The Meeting Canoe guides your conversations

The Meeting Canoe template represents a conversation a group has during the course of a meeting, no matter the length. The conversation starts with the welcome. A good welcome helps people make the transition from the world outside the meeting to the world inside the meeting. It’s similar to the entryway in your house or apartment that helps people make the transitionfrom the outside world into your home. We spend time creating a welcoming environment because productive meetings are rooted in safety. Creating a safe-enough environment to do the meeting’s work begins with a good welcome.

Having created a welcoming environment, you next connect people to each other and the task. This is important on two levels. Personal connection builds the trust necessary to do the work, and connection to the task unleashes energy. These first two sections of the Meeting Canoe—welcome and connect people to each other and the task—build the foundation for effective work during the meeting (Lieberman 2013).

Next you discover the way things are. This is the first action step. Meeting participants come to the meeting with varying understandings of the reality they are addressing. In this step, they build a shared understanding of the reality they are facing.

When you elicit people’s dreams, you ask meeting participants to imagine their preferred future. In this step, you conceive of a future worth having. Opportunities emerge that were not present before.

These two parts of the conversation, discover the way things are and elicit people’s dreams, contain great power. That is why they represent the widest part of the Meeting Canoe. At the widest point, the most options are present. When you are clear about the way things are and you are clear about the future you want to create, you literally see things you didn’t see before (Fritz 1999).

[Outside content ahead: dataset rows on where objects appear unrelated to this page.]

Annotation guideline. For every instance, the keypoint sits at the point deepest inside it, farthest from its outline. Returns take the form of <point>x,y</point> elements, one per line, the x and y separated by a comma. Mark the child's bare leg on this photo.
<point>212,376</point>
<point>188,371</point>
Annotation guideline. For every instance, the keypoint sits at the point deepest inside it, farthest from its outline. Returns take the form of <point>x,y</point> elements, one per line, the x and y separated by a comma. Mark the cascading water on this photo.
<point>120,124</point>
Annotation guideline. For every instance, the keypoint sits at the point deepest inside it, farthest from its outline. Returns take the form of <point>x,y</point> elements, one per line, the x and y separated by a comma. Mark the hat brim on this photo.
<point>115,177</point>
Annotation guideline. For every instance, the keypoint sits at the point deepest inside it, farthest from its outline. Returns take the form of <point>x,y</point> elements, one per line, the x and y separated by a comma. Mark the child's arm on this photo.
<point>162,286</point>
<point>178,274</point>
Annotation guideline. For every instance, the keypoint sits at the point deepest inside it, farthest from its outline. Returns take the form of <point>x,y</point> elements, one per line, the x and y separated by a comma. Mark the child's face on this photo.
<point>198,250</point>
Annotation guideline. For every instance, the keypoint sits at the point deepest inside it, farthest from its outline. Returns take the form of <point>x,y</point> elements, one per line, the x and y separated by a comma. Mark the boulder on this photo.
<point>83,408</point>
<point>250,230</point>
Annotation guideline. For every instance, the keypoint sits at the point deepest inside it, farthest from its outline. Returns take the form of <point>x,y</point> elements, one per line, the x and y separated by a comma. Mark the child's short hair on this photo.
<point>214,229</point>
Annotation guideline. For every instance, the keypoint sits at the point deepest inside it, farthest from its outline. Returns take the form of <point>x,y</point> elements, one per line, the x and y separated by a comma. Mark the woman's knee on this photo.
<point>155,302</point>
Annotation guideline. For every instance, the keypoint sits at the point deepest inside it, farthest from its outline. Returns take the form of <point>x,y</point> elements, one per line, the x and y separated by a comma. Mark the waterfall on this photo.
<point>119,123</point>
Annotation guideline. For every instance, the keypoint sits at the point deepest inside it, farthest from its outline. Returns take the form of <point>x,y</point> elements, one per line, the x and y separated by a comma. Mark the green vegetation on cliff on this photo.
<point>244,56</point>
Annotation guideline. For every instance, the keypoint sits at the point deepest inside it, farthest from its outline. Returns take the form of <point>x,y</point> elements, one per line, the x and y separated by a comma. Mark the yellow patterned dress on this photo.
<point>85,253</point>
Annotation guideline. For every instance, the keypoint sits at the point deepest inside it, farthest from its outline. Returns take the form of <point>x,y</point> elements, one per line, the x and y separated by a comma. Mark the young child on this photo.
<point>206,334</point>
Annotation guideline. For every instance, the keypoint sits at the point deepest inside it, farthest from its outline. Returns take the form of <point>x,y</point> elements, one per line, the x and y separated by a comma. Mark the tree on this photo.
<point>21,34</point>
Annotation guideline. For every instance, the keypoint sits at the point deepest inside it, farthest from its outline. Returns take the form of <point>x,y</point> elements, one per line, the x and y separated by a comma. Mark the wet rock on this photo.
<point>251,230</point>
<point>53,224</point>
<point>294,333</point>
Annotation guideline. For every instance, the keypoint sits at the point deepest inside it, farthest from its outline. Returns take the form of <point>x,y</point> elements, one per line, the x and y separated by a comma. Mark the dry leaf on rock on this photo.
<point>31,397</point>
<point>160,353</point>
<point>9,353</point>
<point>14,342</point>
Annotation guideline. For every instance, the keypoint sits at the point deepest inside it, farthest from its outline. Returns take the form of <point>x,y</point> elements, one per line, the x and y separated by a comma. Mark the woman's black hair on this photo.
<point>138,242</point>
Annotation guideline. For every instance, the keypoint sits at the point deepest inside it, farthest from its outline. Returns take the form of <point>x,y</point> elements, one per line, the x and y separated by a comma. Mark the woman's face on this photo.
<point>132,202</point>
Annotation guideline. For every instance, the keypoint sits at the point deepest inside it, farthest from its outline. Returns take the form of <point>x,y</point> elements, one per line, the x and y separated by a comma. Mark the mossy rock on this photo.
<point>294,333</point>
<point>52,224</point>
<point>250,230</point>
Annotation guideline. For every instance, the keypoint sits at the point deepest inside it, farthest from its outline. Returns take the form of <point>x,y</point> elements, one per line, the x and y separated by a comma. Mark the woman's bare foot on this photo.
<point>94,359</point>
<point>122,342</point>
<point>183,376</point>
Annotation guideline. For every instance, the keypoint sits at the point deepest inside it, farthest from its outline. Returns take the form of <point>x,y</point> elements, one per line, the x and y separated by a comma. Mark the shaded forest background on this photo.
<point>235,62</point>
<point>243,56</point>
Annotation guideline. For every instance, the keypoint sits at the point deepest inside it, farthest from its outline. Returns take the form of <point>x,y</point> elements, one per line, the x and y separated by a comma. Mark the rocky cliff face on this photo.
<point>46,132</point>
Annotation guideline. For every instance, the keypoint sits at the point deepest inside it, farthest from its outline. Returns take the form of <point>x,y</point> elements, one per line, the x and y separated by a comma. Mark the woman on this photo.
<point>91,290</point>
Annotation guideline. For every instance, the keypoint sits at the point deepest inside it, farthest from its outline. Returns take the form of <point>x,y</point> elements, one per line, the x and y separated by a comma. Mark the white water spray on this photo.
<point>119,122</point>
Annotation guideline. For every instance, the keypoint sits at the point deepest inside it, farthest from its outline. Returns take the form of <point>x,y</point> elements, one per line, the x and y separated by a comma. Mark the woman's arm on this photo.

Have you ever noticed that when you are about to purchase a new car, you see the car you would like to purchase everywhere? Those cars have always been out there. However, when you are clear about the way things are—your car no longerworks or you are tired of your current car, and you know that you want a new car—your brain lets in new information. That is why you see the car you want to purchase everywhere.

Spending time discovering the way things are and eliciting people’s dreams provides a rich menu of choices for the group. Rushing these two steps shortchanges the group. Spending too much time wears the group down. If you focus only on discovering the way things are, the group loses energy because the task seems overwhelming. If you focus only on your dreams, it is easy to become Pollyannaish. Energy builds toward completion when you are clear about the way things are and you know the future you want to create.

Having created a rich menu of possibilities, you must now decide. There are many ways to make decisions in groups. We’ll talk more about this in chapter 7. The most important point about this part of the conversation is to be clear about the decision-making method you will use. Nothing is worse in a meeting than to think you were participating in a group decision-making process and then find out that the decision was predetermined.

When the group makes a decision, it reaches a fork in the road. The act of deciding eliminates some options and opens up other options for how you will implement the decision you have reached.

The last stage of the conversation is to attend to the end. Many meetings rush or overlook this part. A good ending is a new beginning. It builds energy for future actions. Attending to the end gives people a clear understanding of the decisions reached and identifies next steps, thus serving as a springboard for the future.